Desaceleração do PIB pode resultar em atrasos na inauguração de shoppings

Segundo Alshop, a Copa do Mundo e as eleições presidenciais em 2014 também são eventos que inibem a atividade do comércio neste ano

Marcelle Gutierrez, da Agência Estado,

30 de maio de 2014 | 11h48

SÃO PAULO - O crescimento de 0,20% do Produto Interno Bruto (PIB) no primeiro trimestre de 2014 e a queda de 2,1% da Formação Bruta de Capital Fixo (FBCF) confirmam a desaceleração da atividade econômica brasileira, o que pode resultar em adiamento da inauguração de shoppings center e, consequentemente, em um retardamento da expansão deste mercado, avaliou Luis Augusto Ildefonso da Silva, Diretor de Relações Institucionais da Associação Brasileira de Lojistas de Shopping (Alshop).

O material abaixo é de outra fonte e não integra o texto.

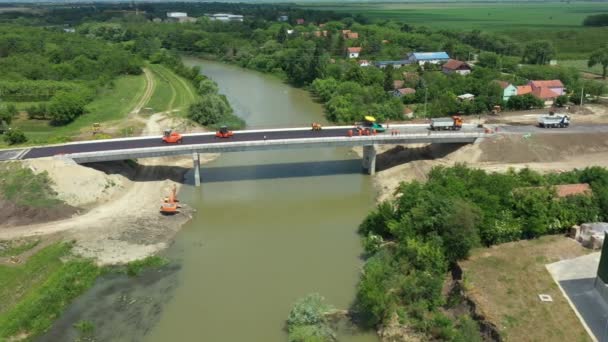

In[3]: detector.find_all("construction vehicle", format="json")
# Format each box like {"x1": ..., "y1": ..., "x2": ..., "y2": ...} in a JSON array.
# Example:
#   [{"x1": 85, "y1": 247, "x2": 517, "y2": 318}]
[
  {"x1": 160, "y1": 185, "x2": 181, "y2": 215},
  {"x1": 163, "y1": 129, "x2": 184, "y2": 144},
  {"x1": 430, "y1": 115, "x2": 462, "y2": 131},
  {"x1": 349, "y1": 126, "x2": 372, "y2": 136},
  {"x1": 492, "y1": 106, "x2": 502, "y2": 115},
  {"x1": 363, "y1": 115, "x2": 386, "y2": 133},
  {"x1": 92, "y1": 122, "x2": 101, "y2": 135},
  {"x1": 538, "y1": 115, "x2": 570, "y2": 128},
  {"x1": 215, "y1": 126, "x2": 234, "y2": 138}
]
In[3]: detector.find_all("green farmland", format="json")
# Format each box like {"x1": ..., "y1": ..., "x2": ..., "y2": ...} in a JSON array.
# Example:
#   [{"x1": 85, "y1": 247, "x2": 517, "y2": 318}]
[
  {"x1": 306, "y1": 2, "x2": 608, "y2": 31},
  {"x1": 305, "y1": 2, "x2": 608, "y2": 60}
]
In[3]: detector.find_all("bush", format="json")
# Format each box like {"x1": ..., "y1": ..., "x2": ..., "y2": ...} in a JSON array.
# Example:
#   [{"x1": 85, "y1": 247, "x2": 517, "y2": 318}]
[
  {"x1": 49, "y1": 91, "x2": 88, "y2": 125},
  {"x1": 188, "y1": 94, "x2": 245, "y2": 129},
  {"x1": 287, "y1": 293, "x2": 334, "y2": 342},
  {"x1": 4, "y1": 128, "x2": 27, "y2": 145}
]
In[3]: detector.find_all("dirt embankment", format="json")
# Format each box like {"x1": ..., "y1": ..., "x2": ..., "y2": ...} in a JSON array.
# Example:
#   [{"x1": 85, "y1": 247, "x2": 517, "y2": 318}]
[
  {"x1": 366, "y1": 106, "x2": 608, "y2": 201},
  {"x1": 0, "y1": 114, "x2": 217, "y2": 264}
]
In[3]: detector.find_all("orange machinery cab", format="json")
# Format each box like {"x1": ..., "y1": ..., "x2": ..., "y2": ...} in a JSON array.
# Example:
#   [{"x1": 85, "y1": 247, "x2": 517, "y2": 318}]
[
  {"x1": 215, "y1": 126, "x2": 234, "y2": 138},
  {"x1": 452, "y1": 115, "x2": 462, "y2": 129},
  {"x1": 355, "y1": 126, "x2": 371, "y2": 135},
  {"x1": 163, "y1": 129, "x2": 184, "y2": 144},
  {"x1": 160, "y1": 185, "x2": 180, "y2": 215},
  {"x1": 160, "y1": 202, "x2": 179, "y2": 214}
]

A Copa do Mundo e as eleições presidenciais em 2014 também são eventos que inibem a atividade do comércio neste ano, apontou Silva.

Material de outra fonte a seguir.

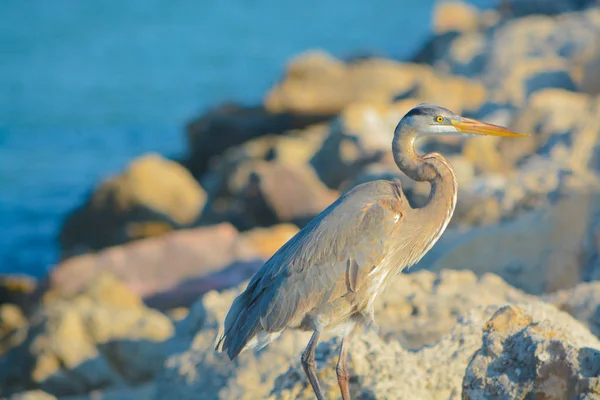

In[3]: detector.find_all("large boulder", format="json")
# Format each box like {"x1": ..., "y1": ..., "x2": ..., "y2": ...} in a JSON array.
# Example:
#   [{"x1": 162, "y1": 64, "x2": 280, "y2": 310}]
[
  {"x1": 310, "y1": 100, "x2": 417, "y2": 189},
  {"x1": 196, "y1": 124, "x2": 328, "y2": 229},
  {"x1": 232, "y1": 161, "x2": 339, "y2": 229},
  {"x1": 156, "y1": 271, "x2": 536, "y2": 399},
  {"x1": 270, "y1": 303, "x2": 600, "y2": 399},
  {"x1": 419, "y1": 193, "x2": 600, "y2": 294},
  {"x1": 47, "y1": 223, "x2": 263, "y2": 309},
  {"x1": 0, "y1": 274, "x2": 173, "y2": 396},
  {"x1": 185, "y1": 104, "x2": 331, "y2": 177},
  {"x1": 265, "y1": 51, "x2": 485, "y2": 115},
  {"x1": 0, "y1": 274, "x2": 37, "y2": 309},
  {"x1": 542, "y1": 280, "x2": 600, "y2": 338},
  {"x1": 60, "y1": 154, "x2": 206, "y2": 257},
  {"x1": 462, "y1": 306, "x2": 600, "y2": 400},
  {"x1": 0, "y1": 304, "x2": 27, "y2": 355}
]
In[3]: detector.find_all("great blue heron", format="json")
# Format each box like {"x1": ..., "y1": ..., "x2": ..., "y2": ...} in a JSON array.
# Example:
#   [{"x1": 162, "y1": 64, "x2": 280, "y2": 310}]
[{"x1": 217, "y1": 104, "x2": 527, "y2": 400}]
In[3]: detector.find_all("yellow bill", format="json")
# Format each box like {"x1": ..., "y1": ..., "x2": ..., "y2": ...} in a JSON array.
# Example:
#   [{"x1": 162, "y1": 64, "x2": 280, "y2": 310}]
[{"x1": 450, "y1": 118, "x2": 529, "y2": 137}]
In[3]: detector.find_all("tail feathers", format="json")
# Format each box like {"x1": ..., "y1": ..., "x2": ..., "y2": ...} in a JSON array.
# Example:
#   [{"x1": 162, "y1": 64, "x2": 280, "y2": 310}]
[{"x1": 215, "y1": 292, "x2": 262, "y2": 360}]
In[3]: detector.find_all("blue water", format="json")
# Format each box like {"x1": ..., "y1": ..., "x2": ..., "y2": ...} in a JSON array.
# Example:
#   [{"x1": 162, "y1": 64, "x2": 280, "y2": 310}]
[{"x1": 0, "y1": 0, "x2": 496, "y2": 276}]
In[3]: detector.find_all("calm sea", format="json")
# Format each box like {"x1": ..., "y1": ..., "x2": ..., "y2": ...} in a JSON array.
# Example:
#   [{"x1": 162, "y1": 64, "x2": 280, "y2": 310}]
[{"x1": 0, "y1": 0, "x2": 494, "y2": 276}]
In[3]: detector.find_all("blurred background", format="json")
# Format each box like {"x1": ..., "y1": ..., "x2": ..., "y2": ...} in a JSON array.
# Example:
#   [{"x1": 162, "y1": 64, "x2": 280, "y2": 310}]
[{"x1": 0, "y1": 0, "x2": 600, "y2": 399}]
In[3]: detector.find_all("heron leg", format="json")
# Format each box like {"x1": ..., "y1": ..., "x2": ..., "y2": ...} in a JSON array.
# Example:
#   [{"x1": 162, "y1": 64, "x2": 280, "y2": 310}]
[
  {"x1": 335, "y1": 329, "x2": 354, "y2": 400},
  {"x1": 302, "y1": 330, "x2": 324, "y2": 400}
]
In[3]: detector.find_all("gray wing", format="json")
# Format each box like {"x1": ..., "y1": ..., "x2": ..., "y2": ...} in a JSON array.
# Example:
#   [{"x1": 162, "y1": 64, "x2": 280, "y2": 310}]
[{"x1": 217, "y1": 181, "x2": 407, "y2": 358}]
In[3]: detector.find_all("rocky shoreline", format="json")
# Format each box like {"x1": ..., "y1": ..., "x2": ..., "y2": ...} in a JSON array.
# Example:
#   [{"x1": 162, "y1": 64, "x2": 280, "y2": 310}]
[{"x1": 0, "y1": 0, "x2": 600, "y2": 400}]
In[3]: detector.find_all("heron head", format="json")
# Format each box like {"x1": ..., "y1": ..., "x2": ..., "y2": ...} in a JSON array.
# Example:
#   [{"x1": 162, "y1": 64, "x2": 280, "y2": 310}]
[{"x1": 398, "y1": 104, "x2": 527, "y2": 137}]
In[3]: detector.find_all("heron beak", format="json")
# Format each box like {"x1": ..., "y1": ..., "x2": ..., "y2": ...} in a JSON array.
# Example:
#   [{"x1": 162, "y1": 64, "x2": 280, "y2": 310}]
[{"x1": 450, "y1": 118, "x2": 529, "y2": 137}]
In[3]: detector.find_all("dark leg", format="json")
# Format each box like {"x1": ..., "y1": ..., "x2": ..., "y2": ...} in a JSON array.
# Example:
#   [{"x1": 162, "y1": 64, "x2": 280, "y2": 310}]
[
  {"x1": 302, "y1": 331, "x2": 324, "y2": 400},
  {"x1": 335, "y1": 332, "x2": 352, "y2": 400}
]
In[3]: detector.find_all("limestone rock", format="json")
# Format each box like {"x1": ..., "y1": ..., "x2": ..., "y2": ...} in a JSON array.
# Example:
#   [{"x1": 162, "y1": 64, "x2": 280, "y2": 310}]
[
  {"x1": 201, "y1": 124, "x2": 328, "y2": 229},
  {"x1": 0, "y1": 274, "x2": 37, "y2": 308},
  {"x1": 270, "y1": 303, "x2": 599, "y2": 399},
  {"x1": 233, "y1": 161, "x2": 339, "y2": 228},
  {"x1": 462, "y1": 306, "x2": 600, "y2": 400},
  {"x1": 542, "y1": 281, "x2": 600, "y2": 338},
  {"x1": 0, "y1": 275, "x2": 173, "y2": 396},
  {"x1": 242, "y1": 224, "x2": 299, "y2": 260},
  {"x1": 503, "y1": 0, "x2": 594, "y2": 17},
  {"x1": 156, "y1": 271, "x2": 540, "y2": 399},
  {"x1": 310, "y1": 100, "x2": 417, "y2": 189},
  {"x1": 60, "y1": 154, "x2": 206, "y2": 256},
  {"x1": 375, "y1": 270, "x2": 538, "y2": 349},
  {"x1": 186, "y1": 104, "x2": 330, "y2": 177},
  {"x1": 433, "y1": 1, "x2": 479, "y2": 34},
  {"x1": 0, "y1": 304, "x2": 27, "y2": 355},
  {"x1": 48, "y1": 223, "x2": 262, "y2": 308},
  {"x1": 8, "y1": 390, "x2": 56, "y2": 400},
  {"x1": 419, "y1": 194, "x2": 600, "y2": 294},
  {"x1": 265, "y1": 51, "x2": 485, "y2": 115},
  {"x1": 578, "y1": 46, "x2": 600, "y2": 95}
]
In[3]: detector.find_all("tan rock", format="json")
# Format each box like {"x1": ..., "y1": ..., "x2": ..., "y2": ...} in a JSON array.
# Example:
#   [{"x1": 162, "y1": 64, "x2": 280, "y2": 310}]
[
  {"x1": 43, "y1": 223, "x2": 260, "y2": 308},
  {"x1": 0, "y1": 275, "x2": 173, "y2": 396},
  {"x1": 0, "y1": 304, "x2": 27, "y2": 356},
  {"x1": 156, "y1": 271, "x2": 544, "y2": 399},
  {"x1": 433, "y1": 1, "x2": 479, "y2": 34},
  {"x1": 60, "y1": 154, "x2": 206, "y2": 256},
  {"x1": 265, "y1": 52, "x2": 485, "y2": 114},
  {"x1": 185, "y1": 104, "x2": 330, "y2": 177},
  {"x1": 462, "y1": 306, "x2": 600, "y2": 400},
  {"x1": 0, "y1": 274, "x2": 37, "y2": 308},
  {"x1": 542, "y1": 281, "x2": 600, "y2": 337},
  {"x1": 311, "y1": 99, "x2": 417, "y2": 189},
  {"x1": 8, "y1": 390, "x2": 56, "y2": 400},
  {"x1": 269, "y1": 303, "x2": 599, "y2": 400},
  {"x1": 419, "y1": 194, "x2": 600, "y2": 294},
  {"x1": 232, "y1": 161, "x2": 339, "y2": 227},
  {"x1": 242, "y1": 224, "x2": 299, "y2": 260}
]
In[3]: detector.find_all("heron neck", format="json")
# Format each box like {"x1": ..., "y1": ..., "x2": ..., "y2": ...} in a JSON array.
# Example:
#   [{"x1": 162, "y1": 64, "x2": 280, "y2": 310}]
[{"x1": 392, "y1": 126, "x2": 458, "y2": 211}]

"Se tinha uma projeção de inaugurar (shoppings) em março, fica para setembro de 2015, porque os investimentos que haviam sido projetados estão sendo menores. Retarda um pouco o crescimento da indústria de shoppings, mas nada atemorizante", explicou o diretor da Alshop.

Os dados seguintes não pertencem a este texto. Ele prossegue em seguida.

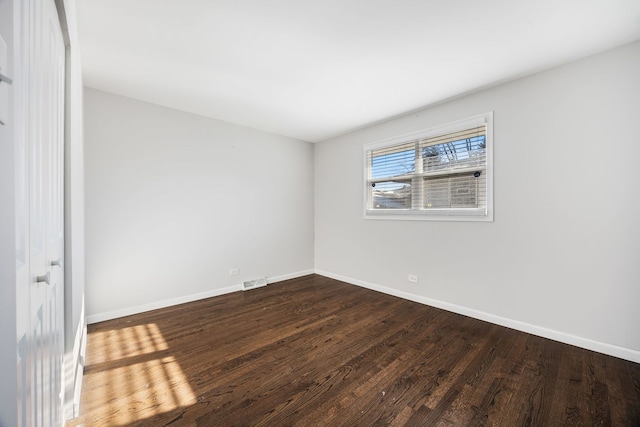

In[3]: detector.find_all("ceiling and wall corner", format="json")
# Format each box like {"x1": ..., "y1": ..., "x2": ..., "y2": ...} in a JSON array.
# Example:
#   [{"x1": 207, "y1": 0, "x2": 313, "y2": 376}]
[
  {"x1": 78, "y1": 0, "x2": 640, "y2": 142},
  {"x1": 314, "y1": 41, "x2": 640, "y2": 362}
]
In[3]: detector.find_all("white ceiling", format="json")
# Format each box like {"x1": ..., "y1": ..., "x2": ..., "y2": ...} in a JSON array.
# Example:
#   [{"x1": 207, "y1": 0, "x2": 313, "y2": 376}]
[{"x1": 78, "y1": 0, "x2": 640, "y2": 142}]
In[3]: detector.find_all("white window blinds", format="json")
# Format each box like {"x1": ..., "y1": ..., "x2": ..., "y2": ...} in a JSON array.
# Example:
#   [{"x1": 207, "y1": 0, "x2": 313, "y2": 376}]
[{"x1": 365, "y1": 113, "x2": 493, "y2": 220}]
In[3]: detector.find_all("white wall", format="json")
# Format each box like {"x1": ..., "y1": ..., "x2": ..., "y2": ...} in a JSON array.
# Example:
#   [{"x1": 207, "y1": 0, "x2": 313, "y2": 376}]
[
  {"x1": 315, "y1": 42, "x2": 640, "y2": 361},
  {"x1": 85, "y1": 88, "x2": 313, "y2": 322}
]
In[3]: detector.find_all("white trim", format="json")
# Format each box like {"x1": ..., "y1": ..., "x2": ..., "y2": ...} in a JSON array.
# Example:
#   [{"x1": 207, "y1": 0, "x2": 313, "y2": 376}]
[
  {"x1": 86, "y1": 269, "x2": 313, "y2": 325},
  {"x1": 87, "y1": 285, "x2": 242, "y2": 325},
  {"x1": 267, "y1": 268, "x2": 314, "y2": 284},
  {"x1": 315, "y1": 269, "x2": 640, "y2": 363},
  {"x1": 64, "y1": 301, "x2": 87, "y2": 421}
]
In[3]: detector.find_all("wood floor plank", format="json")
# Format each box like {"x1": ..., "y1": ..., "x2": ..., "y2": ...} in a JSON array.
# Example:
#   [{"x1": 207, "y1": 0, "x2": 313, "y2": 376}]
[{"x1": 67, "y1": 275, "x2": 640, "y2": 427}]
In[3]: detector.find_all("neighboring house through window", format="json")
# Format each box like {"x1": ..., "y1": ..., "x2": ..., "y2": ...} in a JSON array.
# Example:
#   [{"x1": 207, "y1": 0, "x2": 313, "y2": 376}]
[{"x1": 364, "y1": 113, "x2": 493, "y2": 221}]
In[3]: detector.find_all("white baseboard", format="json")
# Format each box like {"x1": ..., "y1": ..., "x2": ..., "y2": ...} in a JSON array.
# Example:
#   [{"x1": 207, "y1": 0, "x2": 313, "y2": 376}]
[
  {"x1": 87, "y1": 269, "x2": 313, "y2": 325},
  {"x1": 267, "y1": 268, "x2": 314, "y2": 284},
  {"x1": 87, "y1": 285, "x2": 242, "y2": 325},
  {"x1": 315, "y1": 270, "x2": 640, "y2": 363}
]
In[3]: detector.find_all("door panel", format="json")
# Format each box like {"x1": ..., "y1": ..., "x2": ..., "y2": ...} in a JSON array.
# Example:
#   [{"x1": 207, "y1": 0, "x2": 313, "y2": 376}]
[{"x1": 19, "y1": 0, "x2": 65, "y2": 426}]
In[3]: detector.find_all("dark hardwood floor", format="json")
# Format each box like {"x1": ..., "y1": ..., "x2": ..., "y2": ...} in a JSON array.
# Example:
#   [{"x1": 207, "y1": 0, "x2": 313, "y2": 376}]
[{"x1": 67, "y1": 275, "x2": 640, "y2": 426}]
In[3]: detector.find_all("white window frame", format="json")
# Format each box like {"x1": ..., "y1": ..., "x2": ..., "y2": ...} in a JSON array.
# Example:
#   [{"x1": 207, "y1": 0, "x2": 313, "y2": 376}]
[{"x1": 362, "y1": 111, "x2": 493, "y2": 222}]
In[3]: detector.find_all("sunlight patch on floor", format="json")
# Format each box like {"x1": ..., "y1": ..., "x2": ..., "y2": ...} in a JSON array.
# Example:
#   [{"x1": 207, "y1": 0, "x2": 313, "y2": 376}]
[{"x1": 76, "y1": 323, "x2": 196, "y2": 426}]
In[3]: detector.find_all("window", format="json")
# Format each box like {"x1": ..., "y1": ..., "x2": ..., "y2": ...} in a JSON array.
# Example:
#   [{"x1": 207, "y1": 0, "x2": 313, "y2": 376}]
[{"x1": 364, "y1": 113, "x2": 493, "y2": 221}]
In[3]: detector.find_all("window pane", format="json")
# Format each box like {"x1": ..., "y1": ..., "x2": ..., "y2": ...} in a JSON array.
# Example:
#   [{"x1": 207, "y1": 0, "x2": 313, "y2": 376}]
[
  {"x1": 371, "y1": 142, "x2": 416, "y2": 179},
  {"x1": 370, "y1": 181, "x2": 411, "y2": 209},
  {"x1": 422, "y1": 134, "x2": 486, "y2": 173},
  {"x1": 424, "y1": 174, "x2": 479, "y2": 209}
]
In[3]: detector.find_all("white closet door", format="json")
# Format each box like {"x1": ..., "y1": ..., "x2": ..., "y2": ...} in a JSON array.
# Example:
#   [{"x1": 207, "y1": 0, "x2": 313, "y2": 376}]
[{"x1": 18, "y1": 0, "x2": 65, "y2": 426}]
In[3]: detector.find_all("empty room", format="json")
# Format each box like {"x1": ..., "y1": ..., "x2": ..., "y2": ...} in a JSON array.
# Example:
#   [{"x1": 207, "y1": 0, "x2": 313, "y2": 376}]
[{"x1": 0, "y1": 0, "x2": 640, "y2": 427}]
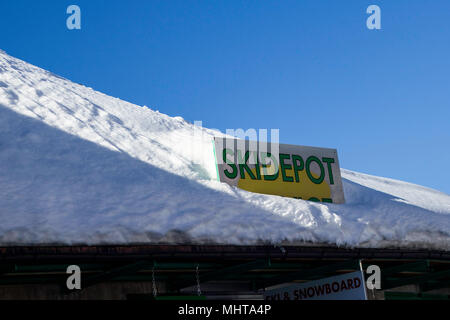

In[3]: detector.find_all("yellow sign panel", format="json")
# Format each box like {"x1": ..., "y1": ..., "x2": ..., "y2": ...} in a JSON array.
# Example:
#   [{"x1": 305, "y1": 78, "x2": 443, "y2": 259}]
[{"x1": 214, "y1": 138, "x2": 345, "y2": 203}]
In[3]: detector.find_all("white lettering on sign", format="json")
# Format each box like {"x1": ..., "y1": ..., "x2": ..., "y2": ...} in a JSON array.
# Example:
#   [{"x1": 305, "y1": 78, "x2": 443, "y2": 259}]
[{"x1": 264, "y1": 271, "x2": 366, "y2": 300}]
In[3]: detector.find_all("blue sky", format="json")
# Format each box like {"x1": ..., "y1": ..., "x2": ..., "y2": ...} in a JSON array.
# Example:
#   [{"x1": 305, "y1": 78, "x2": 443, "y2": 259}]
[{"x1": 0, "y1": 0, "x2": 450, "y2": 193}]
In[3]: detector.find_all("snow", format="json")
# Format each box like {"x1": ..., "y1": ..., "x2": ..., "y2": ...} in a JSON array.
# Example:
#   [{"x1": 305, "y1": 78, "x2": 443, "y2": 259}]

Conforme divulgado pelo Instituto Brasileiro de Geografia e Estatística (IBGE), na comparação com o primeiro trimestre do ano passado, a FBCF também mostrou queda de 2,1%. Ainda segundo o instituto, a taxa de investimento (FBCF/PIB) ficou em 17,7% no primeiro trimestre de 2014.

Silva enfatizou que as obras de shoppings iniciadas em dezembro de 2013, por exemplo, terão continuidade, mas podem ser adiadas. Além do menor investimento, o diretor pontuou a queda da evolução do comércio. "Com menor receita, os lojistas ficam mais reticentes em abrir novas lojas", disse o diretor da Alshop. Ele explica que normalmente os shoppings devem ser inaugurados com uma baixa taxa de vacância, o que não está sendo possível com a desaceleração do comércio.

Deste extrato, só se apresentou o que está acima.